A 19-year veteran of the Major Leagues, Baylor played with six different clubs and amassed 267 hit-by-pitches – good for fourth all-time. Primarily a designated hitter, he hit 338 home runs in his career and was voted the AL MVP in 1979 with the California Angels. That season he played all 162 games and drove in 139 runs, scoring 120. He reached the World Series three times in his career, in consecutive years with three different teams (one of two players in history to accomplish the feat) – the Red Sox in 1986, the Twins in 1987, and the A’s in 1988.

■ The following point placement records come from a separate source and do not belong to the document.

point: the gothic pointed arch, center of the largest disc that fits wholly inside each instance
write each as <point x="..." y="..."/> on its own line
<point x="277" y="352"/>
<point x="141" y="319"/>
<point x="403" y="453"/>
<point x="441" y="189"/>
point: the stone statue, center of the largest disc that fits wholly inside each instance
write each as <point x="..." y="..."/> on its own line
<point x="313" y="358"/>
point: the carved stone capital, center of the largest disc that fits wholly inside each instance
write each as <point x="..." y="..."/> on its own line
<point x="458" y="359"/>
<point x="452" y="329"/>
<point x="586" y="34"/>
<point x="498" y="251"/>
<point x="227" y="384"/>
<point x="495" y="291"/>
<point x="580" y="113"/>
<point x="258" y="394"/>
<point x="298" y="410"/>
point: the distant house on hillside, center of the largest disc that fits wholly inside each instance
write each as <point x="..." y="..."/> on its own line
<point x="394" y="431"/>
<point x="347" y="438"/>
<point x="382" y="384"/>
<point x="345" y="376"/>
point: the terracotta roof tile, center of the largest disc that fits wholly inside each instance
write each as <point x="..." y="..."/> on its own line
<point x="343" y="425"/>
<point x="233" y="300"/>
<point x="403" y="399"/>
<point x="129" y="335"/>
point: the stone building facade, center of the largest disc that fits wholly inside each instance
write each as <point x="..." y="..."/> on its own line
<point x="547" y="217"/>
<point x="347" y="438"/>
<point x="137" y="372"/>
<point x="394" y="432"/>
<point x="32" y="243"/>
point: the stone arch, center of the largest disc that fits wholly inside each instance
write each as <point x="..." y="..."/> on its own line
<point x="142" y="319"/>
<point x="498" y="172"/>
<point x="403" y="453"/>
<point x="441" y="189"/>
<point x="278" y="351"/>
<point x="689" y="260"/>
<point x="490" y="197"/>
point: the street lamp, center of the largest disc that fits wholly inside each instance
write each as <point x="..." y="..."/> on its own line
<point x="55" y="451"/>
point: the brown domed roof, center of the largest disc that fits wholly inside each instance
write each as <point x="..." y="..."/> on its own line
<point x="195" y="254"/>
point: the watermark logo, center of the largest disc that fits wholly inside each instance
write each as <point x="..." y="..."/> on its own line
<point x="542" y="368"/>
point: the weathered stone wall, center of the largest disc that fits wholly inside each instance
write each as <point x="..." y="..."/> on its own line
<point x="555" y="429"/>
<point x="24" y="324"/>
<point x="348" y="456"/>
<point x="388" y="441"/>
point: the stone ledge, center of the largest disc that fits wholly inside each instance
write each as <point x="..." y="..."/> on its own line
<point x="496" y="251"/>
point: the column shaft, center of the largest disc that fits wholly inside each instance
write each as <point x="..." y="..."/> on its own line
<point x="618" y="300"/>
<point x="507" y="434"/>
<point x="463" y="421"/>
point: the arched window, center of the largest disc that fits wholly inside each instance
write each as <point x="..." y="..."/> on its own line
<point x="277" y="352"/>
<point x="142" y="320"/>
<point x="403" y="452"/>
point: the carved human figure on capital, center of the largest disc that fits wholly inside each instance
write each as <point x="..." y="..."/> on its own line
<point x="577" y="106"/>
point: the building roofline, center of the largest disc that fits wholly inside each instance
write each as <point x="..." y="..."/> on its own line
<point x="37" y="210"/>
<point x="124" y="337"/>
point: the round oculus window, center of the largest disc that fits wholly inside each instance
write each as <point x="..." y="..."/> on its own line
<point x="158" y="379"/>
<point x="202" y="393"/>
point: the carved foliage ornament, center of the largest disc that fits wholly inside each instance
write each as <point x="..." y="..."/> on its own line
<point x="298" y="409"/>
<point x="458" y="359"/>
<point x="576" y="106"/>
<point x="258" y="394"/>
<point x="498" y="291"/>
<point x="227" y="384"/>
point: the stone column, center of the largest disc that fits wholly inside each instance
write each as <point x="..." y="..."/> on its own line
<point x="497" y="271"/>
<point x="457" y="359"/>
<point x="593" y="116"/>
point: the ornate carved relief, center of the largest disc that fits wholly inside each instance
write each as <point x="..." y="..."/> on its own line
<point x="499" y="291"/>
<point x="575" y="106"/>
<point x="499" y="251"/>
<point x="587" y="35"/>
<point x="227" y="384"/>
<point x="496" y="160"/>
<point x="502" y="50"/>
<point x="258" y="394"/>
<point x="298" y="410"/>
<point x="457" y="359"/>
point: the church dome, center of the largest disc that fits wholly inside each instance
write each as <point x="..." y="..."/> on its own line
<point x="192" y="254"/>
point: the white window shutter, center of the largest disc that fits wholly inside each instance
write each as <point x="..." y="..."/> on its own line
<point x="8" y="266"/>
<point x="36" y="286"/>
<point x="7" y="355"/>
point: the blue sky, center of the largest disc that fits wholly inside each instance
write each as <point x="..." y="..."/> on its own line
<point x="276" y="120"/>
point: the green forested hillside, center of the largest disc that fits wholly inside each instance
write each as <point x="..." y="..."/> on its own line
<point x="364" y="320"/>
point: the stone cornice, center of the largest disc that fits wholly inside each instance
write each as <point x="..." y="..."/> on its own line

After his playing career, he was a hitting coach for Milwaukee and St. Louis before being named the first manager is Rockies history. Baylor led the Rockies for six seasons, earning NL Manager of the Year in 1995 when he led Colorado to its first winning season and postseason appearance. By 1997, the Rockies under Baylor’s leadership had the best five-year record (363-384) of any expansion club in MLB history. His final record as Rockies manager was 440-469 and 1-3 in the postseason.
He would later serve as manager for the Chicago Cubs from 2000-02 and returned to the Rockies as hitting coach from 2009-10. He also coached with the Braves, Mets, Mariners, Diamondbacks and Angels after leaving the Cubs.
Baylor played his college baseball at Blinn Junior College in Texas and was drafted in the second round of the 1967 amateur draft by Baltimore.
According to the American-Statesman, Baylor was one of the first African-Americans to attend Austin High School school and the very first to play baseball and football for the school.